では、実際のパフォーマンスはどうなのか。GitHubリポジトリに掲載されているベンチマーク結果を見てみましょう。

モデル モード 速度 VRAM使用量 構成
Llama 3.1 8B Q8_0 常駐 48.9 tok/s 10.0 GB 全レイヤーVRAM
Llama 3.1 70B Q6_K Tiered (auto) 0.2 tok/s 23.1 GB 26 VRAM + 54 RAM
Llama 3.1 70B Q4_K_M Tiered + Layer Skip 0.5 tok/s 22.9 GB 36 VRAM + 44 RAM、20レイヤースキップ

「0.2〜0.5 tok/s」と聞いて「遅すぎでは?」と思った方、ちょっと待ってください。従来のmmapベースの手法だと70Bモデルの推論は事実上フリーズするレベルだったんです。ntransformerはmmap比で最大83倍の高速化を達成しています。

また、開発者のxaskasdf氏がHacker Newsで明かしたところによると、テスト環境のマザーボードはB450で、PCIe 3.0のx8レーン(x16ではなく)に制限されていたとのこと。帯域幅は約6.5 GB/s。PCIe 4.0やPCIe 5.0環境に移行すれば、2〜3倍の速度向上が見込めると述べています。

GPUDirect Storageとの関係

ここで、NVIDIA公式のGPUDirect Storage(GDS)との関係を整理しておきましょう。

GPUDirect Storageは、NVIDIAが提供するエンタープライズ向け技術で、NVMeストレージとGPUメモリ間のダイレクトDMA転送を実現するものです。従来のデータパスでは「ストレージ → CPU/システムRAM(バウンスバッファ) → GPU」という経路を辿りますが、GDSはこのバウンスバッファを排除します。

NVIDIAの公式ブログによれば、DGX-2環境でCPU経由の帯域幅が50 GB/sに制限されるのに対し、GDSではローカルドライブとNICを組み合わせて最大200 GB/s近い帯域幅を実現できるとしています。
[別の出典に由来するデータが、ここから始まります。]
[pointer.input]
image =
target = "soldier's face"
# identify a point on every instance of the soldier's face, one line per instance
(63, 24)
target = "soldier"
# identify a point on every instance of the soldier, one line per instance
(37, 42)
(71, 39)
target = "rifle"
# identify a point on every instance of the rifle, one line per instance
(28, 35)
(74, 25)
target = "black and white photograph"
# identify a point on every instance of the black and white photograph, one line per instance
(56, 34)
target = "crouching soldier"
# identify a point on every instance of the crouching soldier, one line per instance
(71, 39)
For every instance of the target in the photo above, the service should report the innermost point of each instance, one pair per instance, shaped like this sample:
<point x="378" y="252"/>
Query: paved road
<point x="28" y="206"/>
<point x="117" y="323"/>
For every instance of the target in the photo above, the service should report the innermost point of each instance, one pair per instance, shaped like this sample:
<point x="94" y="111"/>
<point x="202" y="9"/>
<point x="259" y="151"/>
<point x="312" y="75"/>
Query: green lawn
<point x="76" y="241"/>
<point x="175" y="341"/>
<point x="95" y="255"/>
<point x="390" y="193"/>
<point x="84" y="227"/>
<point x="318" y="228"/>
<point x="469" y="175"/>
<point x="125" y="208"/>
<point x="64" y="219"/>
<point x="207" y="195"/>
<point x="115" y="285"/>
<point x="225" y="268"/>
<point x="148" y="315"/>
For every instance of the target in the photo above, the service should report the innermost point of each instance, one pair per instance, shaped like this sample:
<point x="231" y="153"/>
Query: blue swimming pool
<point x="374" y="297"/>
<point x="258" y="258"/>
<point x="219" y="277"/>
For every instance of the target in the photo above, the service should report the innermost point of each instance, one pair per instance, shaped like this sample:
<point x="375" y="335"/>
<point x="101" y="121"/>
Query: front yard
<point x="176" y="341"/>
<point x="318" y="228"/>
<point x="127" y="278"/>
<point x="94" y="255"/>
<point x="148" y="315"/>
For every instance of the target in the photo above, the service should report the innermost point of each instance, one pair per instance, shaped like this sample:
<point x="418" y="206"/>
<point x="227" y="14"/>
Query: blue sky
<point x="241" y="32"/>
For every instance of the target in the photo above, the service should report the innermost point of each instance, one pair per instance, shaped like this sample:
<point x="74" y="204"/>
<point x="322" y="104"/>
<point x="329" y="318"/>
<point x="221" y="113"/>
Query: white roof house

ntransformerは、このGDSの概念をコンシューマ向けGPU(GeForce RTX)で再現しようとした試みと言えます。GDS自体はTesla/A100/H100などのデータセンター向けGPUとmellanox NICの組み合わせを前提としていますが、ntransformerはVFIOを使ったユーザースペースNVMeドライバで同様のダイレクトパスを実現しているわけです。

開発ロードマップ

ntransformerは5つのフェーズに分けて開発が進められています。

  • Phase 1〜3(完了):基盤カーネル、SLEPストリーミング、最適化
  • Phase 4(進行中):NVMe Direct — gpu-nvme-directバックエンドで3.35 GB/sの転送速度を目標
  • Phase 5(予定):ドラフトモデル投機的デコーディング、パブリックC APIの整備

なぜこの技術が重要なのか

VRAMの壁——ローカルLLM最大のボトルネック

ローカルLLMの世界では、「メモリ帯域幅 ÷ モデルサイズ ≒ 推論速度(tok/s)」というシンプルな公式が知られています。Hacker Newsのコメントでも指摘されていましたが、DDR4メモリ(約27 GB/s)で70Bモデルを動かすと、理論上0.3〜0.5 tok/s程度になります。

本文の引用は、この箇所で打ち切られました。